— Дочка это моя. Я за неё любому глотку перегрызу. Одна она у меня. Мне её замуж выдать надо да дело зятю передать.
— Какое дело-то? — перебрав в голове несколько видов возможного поощрения, как-то нехотя осведомился генерал.
— Пирожник я. Пироги для базара пеку. Мы все пекли. Отец мой пек, я пеку, а после меня вот только Анютка осталась. Мы и в Москве пекли, и в Нижнем Новгороде, и даже в Астрахани моих пирогов пробовали, а теперь вот в Петербург пришли. С дочкой я в прошлом месяце пришел. Не легко мне сейчас. Здешние пирожники злые, как псы голодные. Проходу мне не дают сволочи. А мне ведь и опереться сейчас не на кого. Только на Анютку вся надежда, а этот офицер голову ей решил закрутить. Знаю я их, офицеров этих. Знаю. Спортят девку и на войну, а мне дело передать некому. Этому же хлыщу никак дела не передашь. Никак. Я уж говорил ему, да только он слушать меня не желал. Вот я и решился. Выпил вчера в кабаке для храбрости и решился.
— Прав ты любезный насчет офицеров, пирожники из них никудышные. В крепость его! — махнул рукой Андрей Иванович сержанту и двинулся прочь от хладного офицерского трупа, к новым государственным заботам, а уж за ним и все остальные по своим делам разойтись хотели.
Однако не успели. Развернулись, но не отошли. Выбежала из-за соседней избы на дорогу русоволосая девка в желтом сарафане и давай причитать.
— Стойте! — пронзительно кричала она. — Не виноват батюшка! Не убивал он! Не мог он убить! Он добрый! Отпустите его ради бога! Оговаривает он себя! Во хмелю он! Помогите нам, люди добрые!
Девка споро протиснулась к генералу и упала перед ним голыми коленями на хрустящий еще снег.
— Пощадите батюшку. Наговаривает он на себя. Не мог он Фролушку убить. Не мог. Он добрый у меня!
Ушаков поморщился от девичьего крика, поискал кого-то глазами и, встретившись взглядом с Чернышевым, строго приказал.
— А ну-ка Еремей отведи девку домой. Продрогнет ведь на улице. Ишь, в одном сарафане выскочила, а тепла-то настоящего еще нет. Не простыла бы. Отведи, и вели там кому-нибудь за нею присмотреть. Ох, девки, девки, что же вы себя-то пожалеть не хотите? Беда с вами.

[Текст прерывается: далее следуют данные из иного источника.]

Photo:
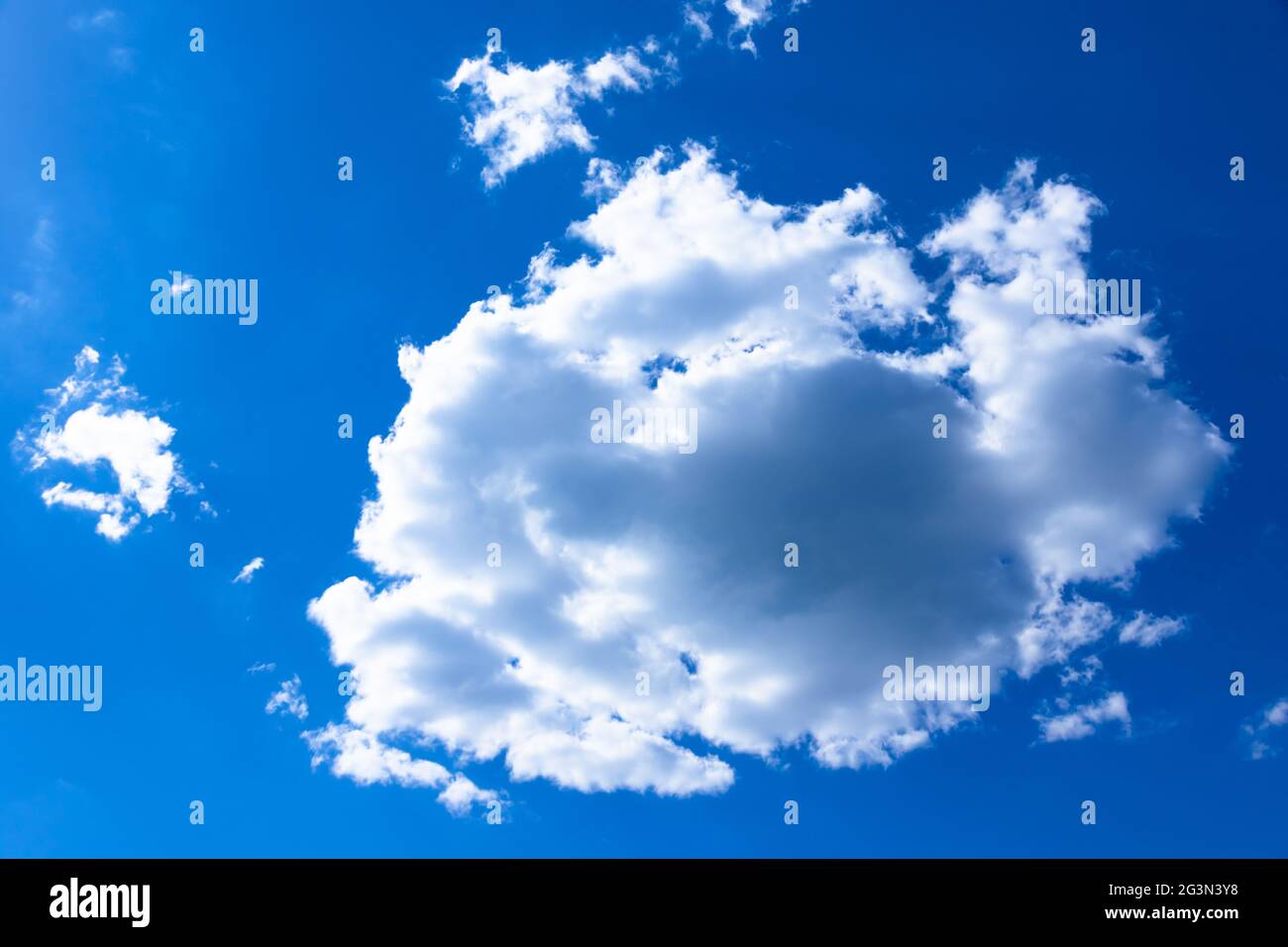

Генерал укоризненно покачал головой, дернул плечом и прибавил шагу, оставив рыдающую девчонку на снегу.
— Пойдем милая, — нежно приподнял девушку Чернышев. — Пойдем в избу. Чего здесь без толку ползать? Пойдем, я тебя отведу. Батюшке-то твоему теперь уже никто не поможет. Пойдем. Чего здесь на снегу-то холодном стоять?
И тут она на него глянула своими глазищами. Так глянула, что запылали у Еремея не только щеки с ушами, а и нутро всё. Нестерпимым огнем запылало. Не видел ещё никогда Чернышев таких глаз. Ну, может, и видел когда, но чтобы вот так? Он вообще всегда с пренебрежением относился к рассказам товарищей о женской красоте.
— Чего на лицо любоваться? — ухмылялся всегда Еремей Матвеевич про себя, выслушав очередное повествование о какой-нибудь известной красотке. — Главное в бабе, чтобы здоровая и работящая была, а с лица воды не пить. Лицо оно и есть лицо, не с лицом ведь жить, а с бабой.
Всегда он так думал и вдруг под взглядом наивных бездонных глаз, обрамленных пушистыми ресницами, смутился. Щелкнуло что-то в голове ката, и полезла туда полнейшая ерунда. Конечно ерунда, разве другим словом назовешь выплывшие из глубин памяти глупые словеса.
— Услышь меня любовь моя, тобой сейчас любуюсь я. Вся моря синь в твоих глазах, и яхонт алый на губах, — зашелестел откуда-то издалека чуть знакомый Чернышеву голос.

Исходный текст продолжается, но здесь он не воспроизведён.